Not every fast is healing… some can quietly unravel the very systems you’re trying to repair. In recent years, fasting has become a buzzword in wellness circles. From 16:8 protocols to extended water fasts, it’s hard to scroll through social media without being met with bold promises of fat loss, detoxification, and mental clarity. And while fasting can offer profound healing and renewal, as we’ve come to know, it is not without risk.
Behind the glossy “before and after” photos lies a much more complex picture. When approached without proper understanding or support, fasting can trigger emotional distress, physiological imbalances, or even amplify unresolved health issues. This is why it’s essential to approach fasting with discernment and, ideally, under the guidance of a qualified practitioner who understands both the physiological and emotional aspects of the process.

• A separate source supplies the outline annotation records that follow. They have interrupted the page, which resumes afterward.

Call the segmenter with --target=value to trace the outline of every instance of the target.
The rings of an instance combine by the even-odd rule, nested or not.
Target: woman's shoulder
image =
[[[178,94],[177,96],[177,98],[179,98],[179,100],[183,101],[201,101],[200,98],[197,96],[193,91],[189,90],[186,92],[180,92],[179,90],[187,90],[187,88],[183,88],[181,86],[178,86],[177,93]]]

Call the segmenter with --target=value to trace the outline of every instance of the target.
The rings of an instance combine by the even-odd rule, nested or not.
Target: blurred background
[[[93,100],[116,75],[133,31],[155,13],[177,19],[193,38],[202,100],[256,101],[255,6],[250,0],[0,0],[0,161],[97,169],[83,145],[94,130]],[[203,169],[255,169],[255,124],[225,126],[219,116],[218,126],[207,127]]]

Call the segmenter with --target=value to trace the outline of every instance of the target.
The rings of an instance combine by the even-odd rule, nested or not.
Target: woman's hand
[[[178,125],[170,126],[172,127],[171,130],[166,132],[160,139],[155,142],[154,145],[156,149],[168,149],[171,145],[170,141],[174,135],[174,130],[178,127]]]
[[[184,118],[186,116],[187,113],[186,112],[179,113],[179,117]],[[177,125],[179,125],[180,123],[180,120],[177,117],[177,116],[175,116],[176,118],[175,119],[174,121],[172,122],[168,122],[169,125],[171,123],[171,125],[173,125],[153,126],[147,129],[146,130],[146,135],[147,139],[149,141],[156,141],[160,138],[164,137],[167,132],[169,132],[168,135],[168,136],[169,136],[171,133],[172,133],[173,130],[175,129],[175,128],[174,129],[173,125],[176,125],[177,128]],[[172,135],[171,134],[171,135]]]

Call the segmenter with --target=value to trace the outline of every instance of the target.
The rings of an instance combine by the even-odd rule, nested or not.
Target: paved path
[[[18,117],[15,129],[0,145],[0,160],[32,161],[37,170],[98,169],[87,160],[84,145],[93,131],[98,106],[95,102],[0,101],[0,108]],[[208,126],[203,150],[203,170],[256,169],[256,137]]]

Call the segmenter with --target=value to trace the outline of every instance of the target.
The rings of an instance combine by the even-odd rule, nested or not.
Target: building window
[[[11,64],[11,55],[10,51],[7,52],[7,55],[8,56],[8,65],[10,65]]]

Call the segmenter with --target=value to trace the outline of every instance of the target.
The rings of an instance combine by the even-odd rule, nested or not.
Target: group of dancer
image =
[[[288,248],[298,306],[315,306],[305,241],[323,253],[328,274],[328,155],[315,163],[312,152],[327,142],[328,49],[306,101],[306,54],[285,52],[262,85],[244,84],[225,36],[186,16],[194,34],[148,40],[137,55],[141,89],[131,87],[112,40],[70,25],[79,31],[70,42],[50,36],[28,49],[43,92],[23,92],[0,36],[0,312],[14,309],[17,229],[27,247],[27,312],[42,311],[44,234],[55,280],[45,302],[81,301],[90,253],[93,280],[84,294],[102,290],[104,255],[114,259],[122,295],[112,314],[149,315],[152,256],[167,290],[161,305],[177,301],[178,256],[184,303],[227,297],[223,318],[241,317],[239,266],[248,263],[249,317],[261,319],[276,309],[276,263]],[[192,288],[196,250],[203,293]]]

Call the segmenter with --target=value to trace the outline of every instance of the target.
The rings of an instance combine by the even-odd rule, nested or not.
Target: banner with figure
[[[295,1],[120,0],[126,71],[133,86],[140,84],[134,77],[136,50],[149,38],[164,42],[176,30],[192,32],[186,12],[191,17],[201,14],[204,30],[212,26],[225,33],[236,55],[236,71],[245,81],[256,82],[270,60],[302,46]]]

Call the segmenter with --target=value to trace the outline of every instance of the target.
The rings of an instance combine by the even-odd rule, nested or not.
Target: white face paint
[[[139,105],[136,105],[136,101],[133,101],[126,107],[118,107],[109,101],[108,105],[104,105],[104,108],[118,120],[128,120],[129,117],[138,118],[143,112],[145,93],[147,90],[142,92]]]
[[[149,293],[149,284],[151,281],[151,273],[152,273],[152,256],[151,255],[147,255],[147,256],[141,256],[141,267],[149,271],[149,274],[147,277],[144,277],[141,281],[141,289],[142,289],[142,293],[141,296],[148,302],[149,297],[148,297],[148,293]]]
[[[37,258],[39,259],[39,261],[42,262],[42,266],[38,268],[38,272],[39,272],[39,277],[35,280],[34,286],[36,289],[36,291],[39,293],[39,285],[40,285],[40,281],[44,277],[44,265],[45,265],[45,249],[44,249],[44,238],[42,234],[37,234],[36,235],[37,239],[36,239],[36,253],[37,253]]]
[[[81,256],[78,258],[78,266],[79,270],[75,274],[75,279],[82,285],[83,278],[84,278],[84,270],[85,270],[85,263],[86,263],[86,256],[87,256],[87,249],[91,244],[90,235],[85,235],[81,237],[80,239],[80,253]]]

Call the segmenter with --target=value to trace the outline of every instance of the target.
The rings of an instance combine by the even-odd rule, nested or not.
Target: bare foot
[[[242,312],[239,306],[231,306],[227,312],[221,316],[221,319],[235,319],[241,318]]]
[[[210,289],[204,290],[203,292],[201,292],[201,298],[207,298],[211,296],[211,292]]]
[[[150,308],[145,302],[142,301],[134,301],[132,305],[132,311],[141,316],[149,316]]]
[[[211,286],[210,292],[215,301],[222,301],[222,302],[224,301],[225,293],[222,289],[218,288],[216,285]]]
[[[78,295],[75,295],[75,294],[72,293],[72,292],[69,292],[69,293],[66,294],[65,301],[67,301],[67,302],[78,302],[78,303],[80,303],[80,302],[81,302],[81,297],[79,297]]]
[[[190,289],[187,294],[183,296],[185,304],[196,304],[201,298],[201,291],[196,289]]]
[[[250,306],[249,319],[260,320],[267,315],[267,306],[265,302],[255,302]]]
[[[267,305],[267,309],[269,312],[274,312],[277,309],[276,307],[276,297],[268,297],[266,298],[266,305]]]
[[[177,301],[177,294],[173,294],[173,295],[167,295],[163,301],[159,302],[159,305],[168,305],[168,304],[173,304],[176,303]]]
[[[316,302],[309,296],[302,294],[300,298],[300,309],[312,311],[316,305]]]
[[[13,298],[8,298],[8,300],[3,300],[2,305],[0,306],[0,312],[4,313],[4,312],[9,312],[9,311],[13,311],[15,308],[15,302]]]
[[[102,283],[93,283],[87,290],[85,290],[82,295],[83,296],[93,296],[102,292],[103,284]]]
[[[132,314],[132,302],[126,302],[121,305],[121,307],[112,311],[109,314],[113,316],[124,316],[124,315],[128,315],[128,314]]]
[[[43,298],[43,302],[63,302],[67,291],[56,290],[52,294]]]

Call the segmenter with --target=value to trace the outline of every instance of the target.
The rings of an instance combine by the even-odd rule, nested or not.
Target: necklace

When fasting becomes harmful
Many people turn to fasting out of desperation. They feel bloated, anxious, burnt out, or chronically unwell, and they’re looking for something that will reset them. In the right context, fasting can be that reset. But without proper support, it can just as easily become another form of self-punishment or escapism.
1. Retraumatising the nervous system
For those with a history of trauma, be it childhood neglect, grief, abuse, or chronic stress, the body often holds protective patterns: emotionally, metabolically, and physically. Fasting can bring these patterns to the surface, sometimes more quickly than the nervous system is ready to handle. The body may interpret the absence of food not as healing, but as another threat.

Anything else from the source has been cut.